Yesterday when I was supposed to be having a nap (don't ask) I read The Railway Accident, Edward Upward's surrealist short story about, well, a railway accident, but also about England as refracted through a certain milieu, one which now seems both very distant and awfully familiar.

It is extremely funny; it you haven't read it, do: it's only 40 or so pages.

And then today I was reading Mick Imlah's collection Birthmarks. Lots to say on this topic, not least how the more I read of certain young turks of the 70s and 80s (e.g. Imlah, Tom Paulin, Michael Hofmann, Craig Raine), the more I become aware of a definite style - cool, ironic, prosaic, funny - which is now something of a spent force, for good or ill.

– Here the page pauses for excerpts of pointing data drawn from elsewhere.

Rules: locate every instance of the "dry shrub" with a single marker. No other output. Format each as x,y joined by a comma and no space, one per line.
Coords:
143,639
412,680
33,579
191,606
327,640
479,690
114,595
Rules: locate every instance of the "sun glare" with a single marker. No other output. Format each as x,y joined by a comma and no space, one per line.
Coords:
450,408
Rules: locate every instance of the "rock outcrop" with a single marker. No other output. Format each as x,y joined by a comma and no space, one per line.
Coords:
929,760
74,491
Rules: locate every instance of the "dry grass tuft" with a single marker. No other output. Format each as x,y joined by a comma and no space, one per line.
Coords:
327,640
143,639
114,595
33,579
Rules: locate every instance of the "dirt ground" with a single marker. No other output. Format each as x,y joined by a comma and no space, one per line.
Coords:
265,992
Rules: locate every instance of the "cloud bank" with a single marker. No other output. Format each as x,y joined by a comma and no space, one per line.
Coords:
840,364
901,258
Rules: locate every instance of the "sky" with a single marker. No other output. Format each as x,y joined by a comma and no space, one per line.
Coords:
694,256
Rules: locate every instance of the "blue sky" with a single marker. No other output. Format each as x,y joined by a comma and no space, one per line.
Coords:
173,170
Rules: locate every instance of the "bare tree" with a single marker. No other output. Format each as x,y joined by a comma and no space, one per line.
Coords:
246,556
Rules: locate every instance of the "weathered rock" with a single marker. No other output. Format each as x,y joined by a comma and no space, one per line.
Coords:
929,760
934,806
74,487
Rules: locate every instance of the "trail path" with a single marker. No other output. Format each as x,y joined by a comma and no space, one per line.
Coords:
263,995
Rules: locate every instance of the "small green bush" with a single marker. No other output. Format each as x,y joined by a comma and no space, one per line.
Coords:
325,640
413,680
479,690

What I like about it is the way in which these poets, like Upward, manage to speak with both humour and incisiveness about a social topic (England, Ireland, a landscape, a city, a cultural and social set) without quite being just satirical. Take, for instance, Imlah's 'The Counties of England', whose sections cannot really be quoted effectively in part, but which manage to sketch their subjects with a cartoon humour reminiscent of Hogarth.


Blogger Ben Wilkinson said...

I've been meaning to get a hold of Mick Imlah's first (and only?) collection for ages, having looked at many of the New Generation poets in my undergrad dissertation. Thanks for reminding me of it; I just found a second hand copy (unsurprisingly, no first ones left) on Amazon for 35p. Can't be bad.

12:25 AM  
Blogger Tony Williams said...

Hi Ben
Yeah, my copy came from Oxfam at the stiffer price of £1.49. I don't know whether it to laugh or cry at getting good poetry by living writers for such a pittance.

It strikes me that, Paulin apart, none of the poets in that little group I mentioned have been exactly prolific. Not sure there are any comclusions to be drawn from that, but there you go.